Sale, Grassi, Acidi, Calore: uno studio sui quattro elementi fondamentali della cucina

Sale, Grassi, Acidi, Calore Cinematographe.it

Benché talvolta si tirino in ballo concetti fisico-chimici quali, ad esempio, la reazione di Maillard, serie complessa di fenomeni che fa sì che, grazie all’incontro di zuccheri e proteine, alcuni alimenti si rivestano di una deliziosa crosticina, Sale, Grassi, Acidi, Calore non è un documentario divulgativo d’impostazione scientifica, ma una guida ragionata su come avere una preparazione tecnica sul cibo e sui suoi elementi di esaltazione, bilanciamento ed evoluzione possa aiutare a cucinare e a mangiare meglio. Tuttavia, mai, si è indotti a credere che applicare le regole alchemiche garantisca il risultato: in cucina non esiste determinismo e l’umami, la sensazione gustativa del sapido, resta un mistero che ancora sfugge.

Diversamente dal compianto e insuperabile Anthony Bourdain, patriarca del giornalismo di viaggio sul filo rosso della ricerca gastronomica, Samin Nosrat non dà prova di particolare mobilità intellettuale e il cibo per lei è sempre ‘testo’, mai pretesto per parlare d’altro, per indagare una cultura, una postura esistenziale, un’inquietudine politica. In questo senso, Sale, Grassi, Acidi, Calore è un prodotto editoriale ibrido, a metà tra l’operazione didattica e la rilettura personale di un percorso tematico condotto attraverso il cibo e i suoi elementi fondativi.

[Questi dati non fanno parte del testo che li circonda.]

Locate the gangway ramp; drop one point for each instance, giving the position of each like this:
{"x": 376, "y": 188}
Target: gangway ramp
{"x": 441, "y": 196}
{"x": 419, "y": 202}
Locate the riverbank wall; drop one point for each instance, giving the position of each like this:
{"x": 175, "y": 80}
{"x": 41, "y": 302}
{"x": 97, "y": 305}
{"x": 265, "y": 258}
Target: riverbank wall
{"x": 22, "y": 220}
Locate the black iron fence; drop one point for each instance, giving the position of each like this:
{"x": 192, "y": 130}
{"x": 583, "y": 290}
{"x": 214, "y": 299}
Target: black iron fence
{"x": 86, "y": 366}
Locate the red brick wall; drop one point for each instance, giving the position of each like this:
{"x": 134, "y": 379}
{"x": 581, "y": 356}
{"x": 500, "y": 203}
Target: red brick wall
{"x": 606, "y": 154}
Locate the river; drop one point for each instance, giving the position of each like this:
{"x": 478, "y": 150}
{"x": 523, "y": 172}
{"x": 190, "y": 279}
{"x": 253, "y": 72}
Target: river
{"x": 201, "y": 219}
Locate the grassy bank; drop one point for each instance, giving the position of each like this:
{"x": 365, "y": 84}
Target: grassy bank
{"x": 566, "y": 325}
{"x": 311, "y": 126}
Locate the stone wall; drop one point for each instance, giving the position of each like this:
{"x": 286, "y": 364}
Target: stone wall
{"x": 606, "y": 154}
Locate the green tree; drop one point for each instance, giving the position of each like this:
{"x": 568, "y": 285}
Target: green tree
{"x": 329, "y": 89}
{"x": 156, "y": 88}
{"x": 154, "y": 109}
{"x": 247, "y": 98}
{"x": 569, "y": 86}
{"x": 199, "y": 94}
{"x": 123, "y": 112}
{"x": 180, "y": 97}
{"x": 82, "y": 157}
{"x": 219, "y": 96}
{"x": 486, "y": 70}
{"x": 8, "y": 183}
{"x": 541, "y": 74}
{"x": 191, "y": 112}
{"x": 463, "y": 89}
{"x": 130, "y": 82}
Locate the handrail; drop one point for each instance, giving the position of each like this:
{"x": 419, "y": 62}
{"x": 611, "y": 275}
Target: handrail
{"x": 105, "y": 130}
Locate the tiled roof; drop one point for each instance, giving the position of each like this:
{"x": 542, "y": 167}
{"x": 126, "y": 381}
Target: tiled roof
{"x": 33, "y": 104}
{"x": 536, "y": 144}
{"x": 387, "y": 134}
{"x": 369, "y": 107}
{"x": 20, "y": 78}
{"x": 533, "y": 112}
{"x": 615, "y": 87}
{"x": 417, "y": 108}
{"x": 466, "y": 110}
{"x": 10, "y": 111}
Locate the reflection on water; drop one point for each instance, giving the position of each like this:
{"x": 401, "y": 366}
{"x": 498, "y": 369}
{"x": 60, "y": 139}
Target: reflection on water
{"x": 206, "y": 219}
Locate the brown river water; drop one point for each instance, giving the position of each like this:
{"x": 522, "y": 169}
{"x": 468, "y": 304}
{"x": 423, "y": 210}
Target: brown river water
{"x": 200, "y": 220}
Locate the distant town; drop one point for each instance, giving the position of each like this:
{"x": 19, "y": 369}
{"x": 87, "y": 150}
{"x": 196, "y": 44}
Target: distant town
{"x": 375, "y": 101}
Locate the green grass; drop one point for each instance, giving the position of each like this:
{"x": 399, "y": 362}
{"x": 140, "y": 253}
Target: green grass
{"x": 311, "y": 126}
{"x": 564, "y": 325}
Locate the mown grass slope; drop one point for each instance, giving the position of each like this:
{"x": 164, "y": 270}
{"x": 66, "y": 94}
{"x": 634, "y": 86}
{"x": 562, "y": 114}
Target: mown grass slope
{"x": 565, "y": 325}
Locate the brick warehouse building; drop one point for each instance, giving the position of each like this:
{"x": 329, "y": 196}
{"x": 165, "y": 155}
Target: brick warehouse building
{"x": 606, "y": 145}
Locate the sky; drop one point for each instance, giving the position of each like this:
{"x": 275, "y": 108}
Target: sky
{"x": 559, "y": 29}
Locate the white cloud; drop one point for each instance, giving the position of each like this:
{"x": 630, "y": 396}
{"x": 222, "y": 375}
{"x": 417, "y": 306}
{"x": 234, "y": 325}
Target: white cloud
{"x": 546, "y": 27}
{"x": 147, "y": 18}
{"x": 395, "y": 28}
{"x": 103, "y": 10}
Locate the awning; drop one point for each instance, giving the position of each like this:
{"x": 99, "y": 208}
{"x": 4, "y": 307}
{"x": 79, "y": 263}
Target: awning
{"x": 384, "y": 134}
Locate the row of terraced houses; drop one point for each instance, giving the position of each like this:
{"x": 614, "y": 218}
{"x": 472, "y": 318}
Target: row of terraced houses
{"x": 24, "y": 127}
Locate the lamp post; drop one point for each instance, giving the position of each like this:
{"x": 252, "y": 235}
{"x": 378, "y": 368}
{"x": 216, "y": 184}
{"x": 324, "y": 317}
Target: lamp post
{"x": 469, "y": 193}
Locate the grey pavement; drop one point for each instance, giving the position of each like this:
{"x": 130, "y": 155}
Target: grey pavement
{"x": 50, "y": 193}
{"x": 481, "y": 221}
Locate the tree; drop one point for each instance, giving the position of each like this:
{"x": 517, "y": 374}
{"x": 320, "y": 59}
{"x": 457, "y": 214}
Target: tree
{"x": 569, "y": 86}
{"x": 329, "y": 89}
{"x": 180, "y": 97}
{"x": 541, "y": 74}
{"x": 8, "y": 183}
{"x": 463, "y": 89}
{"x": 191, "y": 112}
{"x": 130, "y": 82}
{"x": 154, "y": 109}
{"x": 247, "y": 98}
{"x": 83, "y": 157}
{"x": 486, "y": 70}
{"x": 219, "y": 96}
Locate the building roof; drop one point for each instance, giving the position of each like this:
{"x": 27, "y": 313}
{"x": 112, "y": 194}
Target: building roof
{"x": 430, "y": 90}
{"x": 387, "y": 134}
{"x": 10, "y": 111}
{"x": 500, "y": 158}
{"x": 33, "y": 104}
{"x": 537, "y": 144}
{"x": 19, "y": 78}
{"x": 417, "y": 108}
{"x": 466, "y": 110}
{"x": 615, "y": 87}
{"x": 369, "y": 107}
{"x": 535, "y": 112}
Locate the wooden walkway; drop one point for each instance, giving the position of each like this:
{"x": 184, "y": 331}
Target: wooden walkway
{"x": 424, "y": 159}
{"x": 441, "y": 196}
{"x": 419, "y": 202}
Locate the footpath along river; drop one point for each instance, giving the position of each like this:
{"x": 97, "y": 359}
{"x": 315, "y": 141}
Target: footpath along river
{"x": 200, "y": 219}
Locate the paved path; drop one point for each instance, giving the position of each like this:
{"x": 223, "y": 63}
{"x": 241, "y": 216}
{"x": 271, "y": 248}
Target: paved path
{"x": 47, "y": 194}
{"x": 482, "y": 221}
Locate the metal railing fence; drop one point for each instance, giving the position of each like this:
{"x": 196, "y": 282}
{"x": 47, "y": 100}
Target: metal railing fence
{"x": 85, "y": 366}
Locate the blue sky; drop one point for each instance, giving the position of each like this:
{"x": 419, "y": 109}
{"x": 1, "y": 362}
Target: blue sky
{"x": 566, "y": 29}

Samin Nosrat, la chef storyteller di origini iraniane alla ricerca dell’umami

Chef, columnist alimentare del New York Times, allieva di quel Michael Pollan che rappresenta una voce militante e non addomesticata all’interno del dibattito statunitense su nutrizione, allevamento e agricoltura, Samin Nosrat è perlopiù interessata a demistificare cliché e falsi convincimenti sul cibo e a spogliare la pratica gastronomica da ogni genere di virtuosismo e velleità, in evidente controtendenza con lo spirito del tempo che fa spesso di ciò che mangiamo un feticcio o un oggetto di voyeurismo desostanziato. 

Pur nella nobiltà dell’intento, che difende con intaccabile solarità, non riesce, però, a conferire spessore ad una missione potenzialmente più che sovversiva, quella di accantonare ogni gioco cervellotico sul cibo e di tornare alle radici dell’alimentazione, appunto alle sue basi. Sale, Grassi, Acidi, Calore, così, non è né spudoratamente ludico come l’intrattenimento più spregiudicato e agonistico intorno al mondo della cucina né intellettualmente stimolante come un reportage colto e politicamente connotato alla maniera di Bourdain: nonostante sia realizzato con grande sapienza tecnica e una sensibilità fotografica di livello, manca anch’esso, come certe pietanze, di ‘umami’, di un sapore più spinto, di un carattere più deciso.